少し前の話になるが、J2に参入して1年目のVファーレン長崎がJ1ライセンスを取得したことが話題になった。
審査機関からの発表によれば、競技、施設、財務などの基準を全て充足していることからJ1ライセンスが交付されたという。
J2クラブでJ1ライセンスが交付されない理由の多くに施設基準を満たせない点がある。水戸や北九州の事例がそれに該当する。
長崎のホームスタジアムは長崎県立総合運動公園陸上競技場で、これは2013年初頭に改修が完了した陸上競技場だ。
サッカー専用でないことは少々残念だが、2014年に長崎で開催される国体や、Jリーグのクラブライセンス制度の基準などもしっかり踏まえて改修されたことから、今後代表戦も開催できるだけの仕様になっているのだそう。
だから長崎は詳細な施設基準(トイレの個数、屋根の面積)などについても審査機関から問題点を指摘されなかった。
10月上旬現在、長崎はJ2参入1年目ながら堂々と昇格プレーオフ圏内(6位以内)を維持している。無事にライセンスさえ取得できればJ1昇格への挑戦権を手に入れられるだけに、長崎サポーターの喜びもひとしおだったようだ。
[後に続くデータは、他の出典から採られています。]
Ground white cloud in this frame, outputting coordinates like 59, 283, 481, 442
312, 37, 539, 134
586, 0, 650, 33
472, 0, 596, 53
以下は、J1ライセンスが交付された日のネットの主な反応。
・「[祝]J1ライセンス交付決定だと」
・「キターー(゚∀゚)ーー!! まずは第一関門突破! 次は何としてでもPO圏内に噛りつく!!!」
・「め!で!た!い!!!! でも動員数これでいいんかw」
・「ライセンスキター! これでJリーグ流行語の「長崎はライセンス持ってるの?」が無くなるのか!」
・「国体のためと言いながら、J1仕様、代表戦可能なスタにするために、県も研究してたからね」
J2参入1年目にもかかわらずチームがJ2の上位を維持できるのは高木琢也監督を中心に一つにまとまっているからだろう。そして90分間、愚直なまでにチーム全員がハードワークできるだけの走力が光る。
チームメイト同士の仲も非常に良く、チーム全員で宴を共にする機会も頻繁にあるようだ。サッカーメディアでは通説となっている“バーベキュー(決起集会)をするチームは危ない”なんて説は長崎にしてみればどこ吹く風だ。
今季序盤、上位に食い込んでいる時期には、
「まあ、そのうち落ちてくるだろう」
などという見方が、他チーム関係者やサポーターの大半だったが、ここまで上位に居続けているのだから、もはや実力と認めるほかないのではないだろうか。
これまでのJ1昇格最短記録は、2006年の横浜FCのJ2参入6年目。当時の横浜FCの指揮官は、そう、高木琢也監督であった。
「V・ファーレン」の“V”はポルトガル語で勝利を意味するVITORIA(ヴィトーリア)とオランダ語で平和を意味するVREDE(ブレーダ)の頭文字、”ファーレン”(VAREN)はオランダ語で「航海」を意味する。
長崎のJ2参入1年目の航海、その結末はいかに――。